Le coût des matières premières a très fortement augmenté. On estime que la pâte à papier, composant essentiel s'il en est, a vu son coût de production augmenter de 40 à 50% au cours des neuf derniers mois, selon les propos rapportés par le site spécialisé ActuaLitté. En conséquence, tous les produits dérivés de cette pâte, qu'il s'agisse des différentes sortes de papier utilisés dans les industries des livres, mais aussi des cartons utilisés pour les couvertures, voient également leurs coûts exploser. En outre, avec la crise sanitaire, le e-commerce a vu son activité augmenter fortement, et donc les besoins en cartons pour les emballages suivre des courbes ascendantes, sinon exponentielles. Toujours chez ActuaLitté, on expliquait même que certains imprimeurs reprogrammaient leur machines pour produire ces emballages plutôt que  d'autres types de papiers. 

Les circuits d'acheminement se sont aussi vu complètement déréglés avec la crise sanitaire. Les containers venus de Chine, par exemple, sont devenus hors de prix pour les éditeurs installés en France (avec des augmentations de prix allant de +300 à +400%).
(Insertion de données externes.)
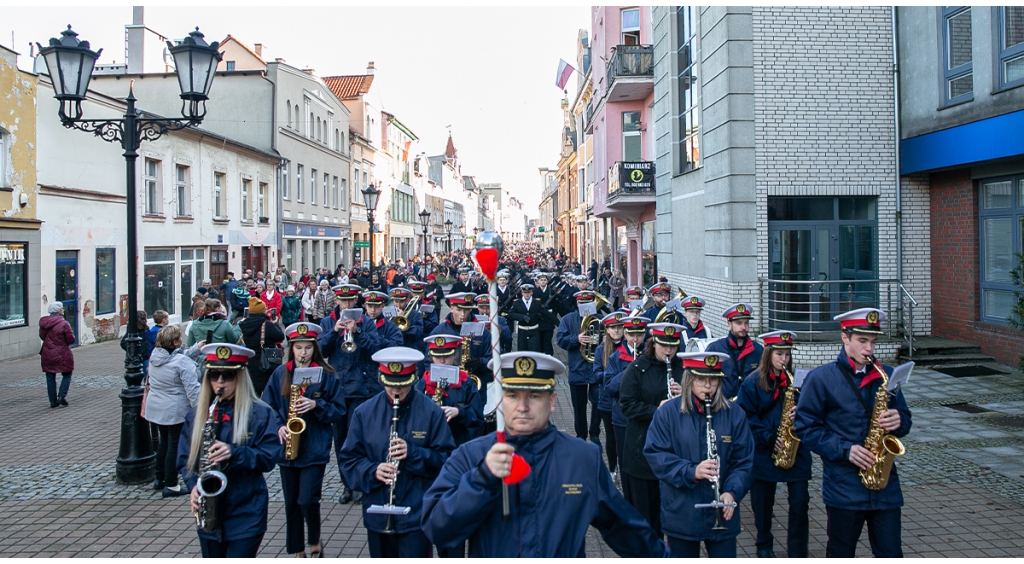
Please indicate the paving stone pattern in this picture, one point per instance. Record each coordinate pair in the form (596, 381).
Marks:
(963, 475)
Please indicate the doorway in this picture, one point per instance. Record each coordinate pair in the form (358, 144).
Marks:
(67, 287)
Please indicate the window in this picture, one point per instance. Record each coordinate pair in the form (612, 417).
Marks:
(261, 203)
(1001, 226)
(105, 282)
(181, 191)
(218, 196)
(153, 197)
(689, 111)
(13, 284)
(631, 136)
(158, 268)
(631, 27)
(957, 67)
(312, 186)
(327, 190)
(247, 206)
(1011, 46)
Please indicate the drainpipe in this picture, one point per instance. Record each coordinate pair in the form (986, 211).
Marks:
(896, 130)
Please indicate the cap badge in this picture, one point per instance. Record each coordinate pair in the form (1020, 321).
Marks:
(525, 365)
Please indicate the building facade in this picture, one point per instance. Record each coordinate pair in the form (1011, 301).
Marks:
(962, 110)
(19, 227)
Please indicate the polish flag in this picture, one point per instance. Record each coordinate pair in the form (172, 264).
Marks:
(564, 72)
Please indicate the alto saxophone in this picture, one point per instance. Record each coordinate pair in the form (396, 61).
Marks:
(212, 482)
(295, 425)
(785, 456)
(885, 446)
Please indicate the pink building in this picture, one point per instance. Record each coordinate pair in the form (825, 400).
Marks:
(617, 119)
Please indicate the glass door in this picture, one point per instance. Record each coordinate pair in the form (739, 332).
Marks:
(67, 287)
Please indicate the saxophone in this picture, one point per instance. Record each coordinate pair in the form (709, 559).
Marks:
(295, 426)
(786, 456)
(212, 482)
(885, 446)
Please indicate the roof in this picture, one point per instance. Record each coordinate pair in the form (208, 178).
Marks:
(348, 87)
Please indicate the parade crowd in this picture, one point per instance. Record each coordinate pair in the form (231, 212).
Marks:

Dès lors, seuls les plus grosses structures peuvent encore se permettre de passer leurs commandes, quand la priorité n'est pas simplement réévaluée aux tarifs des clients les plus importants - les structures indépendantes passant après, en toute logique mercantile. Des logiques qui s'appliquent par ailleurs aussi en Europe (Italie, Europe de l'est), puisque certains groupes importants ont rapatrié leurs productions sur le vieux continent face à l'impossibilité de faire venir les produits de plus loin.

En conséquence, en fonction de la capacité des éditeurs à avoir pu anticiper les pénuries, les difficultés à se réapprovisionner, et leur gestion de stocks, de nombreux retards de sortie ont été à déplorer au cours des dernières semaines. A titre d'exemple, le Tortues Ninjas Classiques Tome 3 sorti cette semaine chez HiComics était prévu au mois de septembre, son décalage étant de fait lié à cette pénurie. Dans tous les secteurs, qu'il s'agisse du comics, de la bande dessinée franco belge ou du manga, nombreux sont les éditeurs à communiquer désormais publiquement, sur des retards de disponibilités, mais aussi sur des ruptures de stock sur pas mal de titres de fond, alors que les réimpressions ne sont pas possible, les délais de commande étant passé de quelques semaines à plusieurs mois auprès des imprimeurs. 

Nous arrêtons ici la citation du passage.